The largest conceptual change that will impact abstract library code is the rearrangement of the typeclass hierarchy. Code which used to require Concurrent but used it to capture side-effects will now need to require Async. In most cases, though, this will result in a tightening of constraints, where code which required Concurrent but didn't need its unsafe functionality is no longer forced to accept the corresponding consequences.

Additionally, for mixed-mode codebases which are unable to use IOApp (e.g. when Cats Effect usage is embedded within a pre-existing unsafe system), there are some major changes involved in running an IO instance. Fortunately, we feel all of those changes are for the better. Here, for example, is a snippet which can be copy/pasted into an ammonite repl and results in a running IO:

import $ivy.`org.typelevel::cats-effect:3.0.0-M1`
import cats.effect._

implicit val runtime = unsafe.IORuntime.global

val program: IO[Unit] = IO.println("Hello, World")
program.unsafeRunSync()

That's it! There is no longer any need to define ContextShift, create thread pools, or otherwise mess around with confusing implementation details.

Onward

We want to hear from you! If you're a library author, now is very much the time to begin playing around with the Cats Effect 3 release. We want to hear about any problems you have, any features you need, and any experiences you want to report! There is still plenty left to do in Cats Effect itself, and many things that we want to implement and polish and enhance. We can't do this without the ecosystem!

The current working plan for Cats Effect as a project is to release 3.0 final immediately following the final stable release of Scala 3, sometime very early 2021. Simultaneously, we will release a fully Scala 3-compatible build of Cats Effect 2 (retaining full source compatibility with Cats Effect 2 on Scala 2). Support for Cats Effect 2 will be maintained for a long time into the future, though the exact sunset date is still TBD. We understand that binary- and source-breaking migrations are painful, and we want to make this transition as easy as possible. We would encourage other libraries within the Cats Effect ecosystem to follow this same pattern (a series/2 and series/3 release branch, maintained in parallel), though we do acknowledge that this is a significant maintenance burden and many projects may wish to simply move entirely to Cats Effect 3.

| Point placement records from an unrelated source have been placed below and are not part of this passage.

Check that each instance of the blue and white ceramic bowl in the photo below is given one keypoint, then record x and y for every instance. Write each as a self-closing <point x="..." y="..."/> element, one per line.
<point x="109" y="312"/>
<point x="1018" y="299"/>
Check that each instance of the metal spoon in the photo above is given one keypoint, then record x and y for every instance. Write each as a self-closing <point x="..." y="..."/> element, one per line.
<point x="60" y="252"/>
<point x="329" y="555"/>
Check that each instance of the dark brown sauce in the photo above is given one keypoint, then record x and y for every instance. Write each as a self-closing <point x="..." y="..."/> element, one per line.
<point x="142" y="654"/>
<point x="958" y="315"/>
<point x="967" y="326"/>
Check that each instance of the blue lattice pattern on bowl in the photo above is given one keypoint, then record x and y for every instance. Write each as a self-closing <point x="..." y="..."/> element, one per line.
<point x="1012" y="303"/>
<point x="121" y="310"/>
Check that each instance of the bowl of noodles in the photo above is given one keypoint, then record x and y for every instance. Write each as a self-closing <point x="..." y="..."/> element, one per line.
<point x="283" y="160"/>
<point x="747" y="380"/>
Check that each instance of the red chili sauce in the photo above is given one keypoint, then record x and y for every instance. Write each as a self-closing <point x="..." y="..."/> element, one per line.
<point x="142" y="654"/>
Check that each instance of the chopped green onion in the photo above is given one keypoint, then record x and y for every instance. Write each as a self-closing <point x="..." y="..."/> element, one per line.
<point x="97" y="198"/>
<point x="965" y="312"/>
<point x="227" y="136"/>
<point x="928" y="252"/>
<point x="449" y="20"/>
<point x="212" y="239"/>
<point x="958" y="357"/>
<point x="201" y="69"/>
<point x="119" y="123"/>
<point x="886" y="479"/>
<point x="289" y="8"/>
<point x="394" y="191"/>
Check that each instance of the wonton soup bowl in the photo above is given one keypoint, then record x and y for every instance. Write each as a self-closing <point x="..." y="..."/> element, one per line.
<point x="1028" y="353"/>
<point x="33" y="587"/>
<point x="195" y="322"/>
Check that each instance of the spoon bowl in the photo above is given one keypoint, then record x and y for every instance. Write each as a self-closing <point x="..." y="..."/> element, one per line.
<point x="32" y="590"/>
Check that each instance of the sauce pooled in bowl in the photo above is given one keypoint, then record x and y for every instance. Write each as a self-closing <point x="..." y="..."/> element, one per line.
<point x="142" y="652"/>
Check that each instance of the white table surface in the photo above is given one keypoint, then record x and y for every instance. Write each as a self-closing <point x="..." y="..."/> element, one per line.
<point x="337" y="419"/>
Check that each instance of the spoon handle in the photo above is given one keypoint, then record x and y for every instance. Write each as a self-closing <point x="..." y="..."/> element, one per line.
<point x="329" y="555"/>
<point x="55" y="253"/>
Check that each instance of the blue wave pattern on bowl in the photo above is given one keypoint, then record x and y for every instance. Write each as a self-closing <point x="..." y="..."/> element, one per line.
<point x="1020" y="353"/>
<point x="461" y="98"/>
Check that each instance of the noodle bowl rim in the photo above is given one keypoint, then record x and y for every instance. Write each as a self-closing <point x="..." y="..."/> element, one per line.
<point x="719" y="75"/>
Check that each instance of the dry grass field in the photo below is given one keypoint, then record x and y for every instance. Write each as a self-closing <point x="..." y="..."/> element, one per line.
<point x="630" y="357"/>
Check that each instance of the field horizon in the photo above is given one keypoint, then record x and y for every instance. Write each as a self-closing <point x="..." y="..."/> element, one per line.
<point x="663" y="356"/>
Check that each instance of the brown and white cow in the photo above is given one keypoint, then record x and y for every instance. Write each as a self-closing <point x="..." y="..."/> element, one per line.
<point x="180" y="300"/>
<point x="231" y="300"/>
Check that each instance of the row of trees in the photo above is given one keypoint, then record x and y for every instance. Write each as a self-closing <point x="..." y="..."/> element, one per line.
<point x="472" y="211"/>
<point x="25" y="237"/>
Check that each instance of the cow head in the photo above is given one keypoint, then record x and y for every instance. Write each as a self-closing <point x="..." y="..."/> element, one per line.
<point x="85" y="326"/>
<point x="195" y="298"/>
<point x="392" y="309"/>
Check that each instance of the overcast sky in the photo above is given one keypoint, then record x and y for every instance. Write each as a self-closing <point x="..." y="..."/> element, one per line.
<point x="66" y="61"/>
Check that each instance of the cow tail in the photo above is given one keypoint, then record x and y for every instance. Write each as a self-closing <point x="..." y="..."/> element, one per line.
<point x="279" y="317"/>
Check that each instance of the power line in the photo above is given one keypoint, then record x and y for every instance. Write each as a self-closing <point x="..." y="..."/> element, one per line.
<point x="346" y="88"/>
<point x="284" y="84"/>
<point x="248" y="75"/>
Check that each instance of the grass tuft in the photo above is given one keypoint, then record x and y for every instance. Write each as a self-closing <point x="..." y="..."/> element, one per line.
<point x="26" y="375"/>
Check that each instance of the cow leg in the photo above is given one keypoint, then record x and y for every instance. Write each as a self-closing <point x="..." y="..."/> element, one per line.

If you're an end user, now is a good time to start playing around with Cats Effect 3 and seeing whether or not you like it. We want to hear from you, too! If there are things you've always wanted in Cats Effect, now is the time to present your case! However, most Cats Effect applications depend on a large set of dependencies above and beyond Cats Effect itself (unsurprisingly! it is a very rich ecosystem). While some of these dependencies (such as fs2) are already providing Cats Effect 3-compatible releases, not all have been able to make that jump to date.

We hope this situation will change significantly by the time Cats Effect 3.0.0-RC1 is released. For end-user early adopters, RC1 should be the first major Cats Effect 3 release which can be reasonably depended upon by a non-trivial application.